Il grave squilibrio di potere digitale che affligge Internet è lo specchio di ciò che permea tutti i rapporti economici e il potere politico negli Stati Uniti. Abbiamo per le mani una guerra profonda e di vasta portata; siamo a un crocevia tra un futuro democratico ed il monopolio delle aziende. E’ in gioco il futuro dell’umanità.

Norman Solomon è co-fondatore di RootsAction.org e direttore fondatore dell’Istituto per la Pubblica Diligenza. Tra i suoi libri: “La Guerra Facile: come i Presidenti e i Pundit continuano a spingerci verso la distruzione”. Scrive per la rubrica Cultura Politica 2013.

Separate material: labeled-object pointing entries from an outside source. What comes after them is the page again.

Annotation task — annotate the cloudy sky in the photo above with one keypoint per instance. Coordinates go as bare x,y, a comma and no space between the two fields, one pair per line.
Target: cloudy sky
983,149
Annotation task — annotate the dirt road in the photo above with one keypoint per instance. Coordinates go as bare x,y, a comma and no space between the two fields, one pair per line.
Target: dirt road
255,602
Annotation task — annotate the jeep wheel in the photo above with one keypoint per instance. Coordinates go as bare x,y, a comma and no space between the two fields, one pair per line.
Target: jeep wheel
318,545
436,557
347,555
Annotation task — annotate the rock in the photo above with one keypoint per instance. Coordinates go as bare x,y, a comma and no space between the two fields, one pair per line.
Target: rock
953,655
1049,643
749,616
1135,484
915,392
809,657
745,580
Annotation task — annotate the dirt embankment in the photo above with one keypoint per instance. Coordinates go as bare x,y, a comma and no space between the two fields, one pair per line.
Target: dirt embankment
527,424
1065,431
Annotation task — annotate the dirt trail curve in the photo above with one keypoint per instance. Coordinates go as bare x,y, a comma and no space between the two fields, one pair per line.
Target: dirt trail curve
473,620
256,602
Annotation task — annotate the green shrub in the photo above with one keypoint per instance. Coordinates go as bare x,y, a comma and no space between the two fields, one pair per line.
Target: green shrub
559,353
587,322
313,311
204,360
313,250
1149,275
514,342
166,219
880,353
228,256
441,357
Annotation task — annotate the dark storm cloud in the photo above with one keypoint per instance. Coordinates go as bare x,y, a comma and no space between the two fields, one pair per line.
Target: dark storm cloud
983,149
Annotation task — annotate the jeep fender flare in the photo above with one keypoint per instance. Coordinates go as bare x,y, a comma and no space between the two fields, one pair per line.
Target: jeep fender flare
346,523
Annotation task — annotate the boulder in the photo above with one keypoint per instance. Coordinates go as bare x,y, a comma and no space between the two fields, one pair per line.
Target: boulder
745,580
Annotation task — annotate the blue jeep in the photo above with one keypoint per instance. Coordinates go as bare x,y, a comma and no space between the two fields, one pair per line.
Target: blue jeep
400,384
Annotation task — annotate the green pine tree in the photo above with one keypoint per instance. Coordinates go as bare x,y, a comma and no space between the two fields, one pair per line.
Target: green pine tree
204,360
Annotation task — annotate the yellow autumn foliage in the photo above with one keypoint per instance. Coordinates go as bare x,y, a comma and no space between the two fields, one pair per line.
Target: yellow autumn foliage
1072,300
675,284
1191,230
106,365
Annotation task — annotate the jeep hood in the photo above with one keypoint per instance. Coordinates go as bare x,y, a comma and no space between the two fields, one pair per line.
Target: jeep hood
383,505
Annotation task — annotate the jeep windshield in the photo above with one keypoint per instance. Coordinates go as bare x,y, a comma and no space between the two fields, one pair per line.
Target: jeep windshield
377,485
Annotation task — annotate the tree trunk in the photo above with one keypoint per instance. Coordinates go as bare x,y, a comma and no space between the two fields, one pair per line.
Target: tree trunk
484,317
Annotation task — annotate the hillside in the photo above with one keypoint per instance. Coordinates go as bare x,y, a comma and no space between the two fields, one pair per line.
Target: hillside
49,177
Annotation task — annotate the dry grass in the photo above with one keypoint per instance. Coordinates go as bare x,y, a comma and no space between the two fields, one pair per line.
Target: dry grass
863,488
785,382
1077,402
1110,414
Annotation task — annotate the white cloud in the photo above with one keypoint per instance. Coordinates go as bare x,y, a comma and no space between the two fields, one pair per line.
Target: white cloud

Fonte: www.counterpunch.org
Link: http://www.counterpunch.org/2013/03/28/how-corporate-power-seized-the-internet/
28.03.2013

Traduzione per www.comedonchisciotte.org a cura di SKONCERTATA63

Pubblicato da Davide

  • Aironeblu

    Allarme, allarme!!! Anche i Rockfeller usano internet, e lo fanno per i loro interessi!!!

    Ma sono tutti così teneramente ingenui negli Stati Uniti?

  • Aironeblu

    Per fortuna glie lo hanno scritto in un libro…

  • Arazzi

    Già, la scoperta dell’acqua fredda.

  • Skoncertata63

    E’ importante leggere libri come questi, non tanto per chi si sente depositario delle verità del mondo, o per chi crede di sapere gia’ tutto, ma per chi si affaccia ora alla vita adulta e non conosce tutti i risvolti della realta’ digitale di cui si nutre quotidianamente.
    Penso infatti a chi oggi ha dai 16 ai 30 anni, e usa internet come fosse il pane, anzi piu’ del pane. Non credo che questi giovani commenterebbero mai questo articolo con: “Che ingenuo, ha scoperto l’acqua calda”. Qualcuno potrebbe anche dire “E chi se ne importa se le aziende dominano la rete”. Ma qualcun altro, invece, dopo aver letto questo articolo o addirittura il libro intero, potrebbe domani iniziare a ripensare, verificare, confrontare quello che trova in internet ogni giorno. O abituarsi a scegliere una pagina anziche’ l’altra. E non e’ per niente poco. Cogito ergo sum.

  • puntoaccapo

    Vero!
    Informarsi con spirito critico e’ comunque attivita’ utile.
    Pero’ questo testo puo’ forse essere interessante per chi vive negli Stati Uniti ma
    noi “periferici” dovremmo avere un diverso approccio al problema.

    Nell’articolo si parla genericamente di “multinazionali” che controllano la rete e rispondono a logiche capitalistiche, senza prendersi la briga di collocare geograficamente
    queste “entita’ malvagie”.
    (per collocazione geografica non intendo il semplice
    posizionamento di una azienda in un punto preciso del globo ma
    l’effettivo controllo su quell’apparato produttivo).

    Questo aspetto della collocazione e quindi del controllo delle aziende IT e’ costantemente omesso anche da chi si dimostra attento e critico nei confronti del fenomeno.
    Nei discorsi su Internet e in generale sulle nuove tecnologie l’aproccio e’ o di entusiasta accettazione (vedi Grillo) o di netto rifiuto (magari invocando le malefiche multinazionali).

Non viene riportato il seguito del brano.